Practical information - GLOBIO4/GlobioModelPublic GitHub Wiki

Coordinate reference system

For all calculations the WGS84 coordinate reference system is used.

Geographic extent and cellsize

GLOBIO 4 uses different kind of input raster datasets to calculate the final raster results and the raster datasets are combined on cell base. To combine these rasters the raster cells need to be aligned and have the same size and the raster should have the same size, i.e. the same number of rows and columns.

When input rasters are used with different extents or cellsizes GLOBIO resamples and/or resizes the datasets. At this moment resampling is limited. Resampling is only possible when the new cellsize is a multiple of the original cellsize.

Resampling and resizing takes time, so to reduce computation time it is recommended to use as much as possible input data with the same cellsize and geographical extent.

In GLOBIO 4 computations are done with the following default geographic extents:

  Name     Extent (minx, miny, maxx, maxy) in degrees
  -------- ------------------------------------------
  world    -180, -90, 180, 90
  wrld     -180, -90, 180, 90
  europe   -25, 33, 45, 72
  eu       -25, 33, 45, 72
  nl       3, 50, 8, 54

The following cellsizes are defined:

  Name    Cellsize in degrees
  ------- -------------------
  10deg   10
  1deg    1
  30min   0.5
  5min    0.0833333333333
  30sec   0.00833333333333
  10sec   0.00277777777778

These defaults are defined in the GLOBIO configuration file and their name can be a constant in configuration scripts. If needed these default values can be changed by modifying the GLOBIO configuration.

Numbers and decimal points

In configuration files always use a "." as decimal separator for floating point values. Do not use another regional defined decimal separator like ",".

In data files and lookup files both a "." and a "," can be used. They will be converted to the proper internal used separator.

Using lookup files

In previous versions of GLOBIO many relationships between data classes (landuse, biomes, etc.) and corresponding properties (MSA, MSA loss, etc.) or reclassifications (land-use to natural land-use) were hard coded in the source code. Using different relationships or reclassifications was rather complicated and time consuming.

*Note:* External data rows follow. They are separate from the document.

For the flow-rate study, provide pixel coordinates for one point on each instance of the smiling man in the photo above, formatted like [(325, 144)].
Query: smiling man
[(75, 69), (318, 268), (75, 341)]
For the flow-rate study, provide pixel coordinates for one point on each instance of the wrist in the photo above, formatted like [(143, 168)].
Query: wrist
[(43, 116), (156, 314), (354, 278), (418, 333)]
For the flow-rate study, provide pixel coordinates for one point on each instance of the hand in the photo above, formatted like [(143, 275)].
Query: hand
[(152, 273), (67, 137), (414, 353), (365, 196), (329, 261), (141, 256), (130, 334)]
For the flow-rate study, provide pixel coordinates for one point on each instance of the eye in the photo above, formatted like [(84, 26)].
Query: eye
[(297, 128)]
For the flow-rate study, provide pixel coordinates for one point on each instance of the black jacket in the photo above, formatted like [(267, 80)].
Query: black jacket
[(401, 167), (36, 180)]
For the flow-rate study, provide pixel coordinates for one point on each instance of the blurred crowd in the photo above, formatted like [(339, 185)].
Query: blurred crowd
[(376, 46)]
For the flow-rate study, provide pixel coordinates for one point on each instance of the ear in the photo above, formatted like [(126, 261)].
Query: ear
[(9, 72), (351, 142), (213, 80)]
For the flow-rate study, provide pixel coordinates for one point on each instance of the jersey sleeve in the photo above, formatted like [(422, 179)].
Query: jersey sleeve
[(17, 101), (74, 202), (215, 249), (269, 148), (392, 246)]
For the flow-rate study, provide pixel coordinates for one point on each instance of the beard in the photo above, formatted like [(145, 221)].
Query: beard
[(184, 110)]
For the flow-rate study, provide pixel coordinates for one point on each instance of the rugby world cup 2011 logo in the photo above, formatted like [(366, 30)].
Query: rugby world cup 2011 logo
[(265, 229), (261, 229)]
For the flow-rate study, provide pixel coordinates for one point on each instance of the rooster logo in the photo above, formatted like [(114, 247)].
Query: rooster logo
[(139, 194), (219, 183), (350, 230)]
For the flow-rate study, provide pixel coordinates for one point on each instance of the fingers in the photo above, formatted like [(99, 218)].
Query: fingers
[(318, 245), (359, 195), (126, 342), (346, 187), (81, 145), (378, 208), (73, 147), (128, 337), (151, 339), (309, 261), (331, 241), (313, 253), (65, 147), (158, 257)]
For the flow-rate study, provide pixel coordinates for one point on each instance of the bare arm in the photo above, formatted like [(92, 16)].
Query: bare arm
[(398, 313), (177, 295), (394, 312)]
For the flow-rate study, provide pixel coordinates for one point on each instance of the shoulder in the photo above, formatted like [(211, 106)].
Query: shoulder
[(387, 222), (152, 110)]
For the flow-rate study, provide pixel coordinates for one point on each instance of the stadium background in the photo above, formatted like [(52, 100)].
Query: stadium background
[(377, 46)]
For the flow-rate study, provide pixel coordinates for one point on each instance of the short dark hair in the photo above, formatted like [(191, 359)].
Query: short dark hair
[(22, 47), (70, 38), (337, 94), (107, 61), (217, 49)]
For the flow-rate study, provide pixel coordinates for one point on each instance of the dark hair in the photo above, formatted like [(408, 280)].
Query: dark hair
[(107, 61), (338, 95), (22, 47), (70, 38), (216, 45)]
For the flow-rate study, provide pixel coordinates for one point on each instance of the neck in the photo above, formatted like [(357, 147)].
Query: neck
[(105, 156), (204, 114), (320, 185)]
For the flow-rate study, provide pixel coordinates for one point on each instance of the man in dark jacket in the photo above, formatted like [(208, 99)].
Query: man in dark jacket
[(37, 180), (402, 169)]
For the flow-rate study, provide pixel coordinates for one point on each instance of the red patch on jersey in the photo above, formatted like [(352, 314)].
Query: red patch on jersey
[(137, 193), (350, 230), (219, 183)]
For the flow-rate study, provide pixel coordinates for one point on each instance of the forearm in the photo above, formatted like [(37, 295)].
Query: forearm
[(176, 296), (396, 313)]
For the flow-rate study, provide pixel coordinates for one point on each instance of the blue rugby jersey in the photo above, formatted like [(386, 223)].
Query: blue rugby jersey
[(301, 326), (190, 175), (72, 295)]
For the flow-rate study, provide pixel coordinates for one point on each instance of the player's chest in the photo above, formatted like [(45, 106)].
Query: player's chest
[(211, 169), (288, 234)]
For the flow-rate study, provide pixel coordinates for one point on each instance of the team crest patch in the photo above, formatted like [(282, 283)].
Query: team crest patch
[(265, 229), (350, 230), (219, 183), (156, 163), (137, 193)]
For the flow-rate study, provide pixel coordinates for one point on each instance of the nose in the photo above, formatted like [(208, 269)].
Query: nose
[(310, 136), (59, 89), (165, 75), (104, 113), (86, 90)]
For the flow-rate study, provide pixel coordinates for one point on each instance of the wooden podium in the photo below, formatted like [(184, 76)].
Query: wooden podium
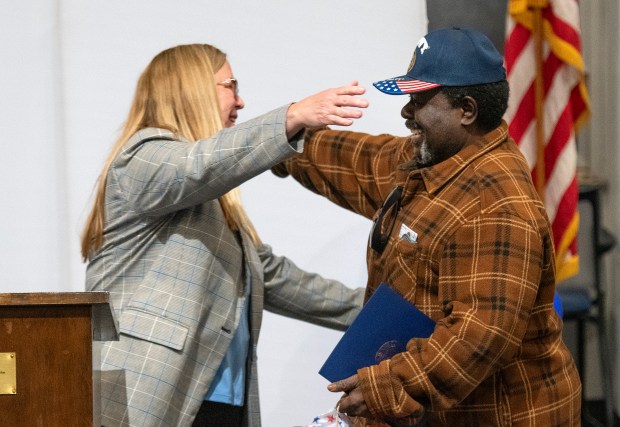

In GLOBIO 4 all relationships and reclassifications are put in separate look-up files. An example of the lookup file for the relation between biomes and MSA loss is shown below.

BIOME;MSALOSS;DESCRIPTION;AGGRBIOME1;AGGRBIOME2
7;0,0356;Ice;5;1
8;0,0426;Tundra;5;1
9;0,0426;Wooded tundra;5;1
10;0,0367;Boreal forest;4;4
11;0,1127;Cool coniferous forest;4;4
12;0,0487;Temperate mixed forest;4;5
13;0,0710;Temperate deciduous forest;4;5
14;0,1457;Warm mixed forest;4;5
15;0,1201;Grassland and steppe;3;2
16;0,1201;Hot desert;5;7
17;0,0661;Scrubland;1;3
18;0,0775;Savanna;1;3
19;0,1075;Tropical woodland;2;6
20;0,1075;Tropical forest;2;6
21;0,0661;Mediterranean shrub;4;3

The lines of a lookup file should always contain at least two fields: the first field is the key value, the second field is the target value. Additional fields may exist, but will be ignored (except when having an n-to-one relationship lookup file, see below). In the processed dataset the key values are looked up and replaced with the target values in the output dataset.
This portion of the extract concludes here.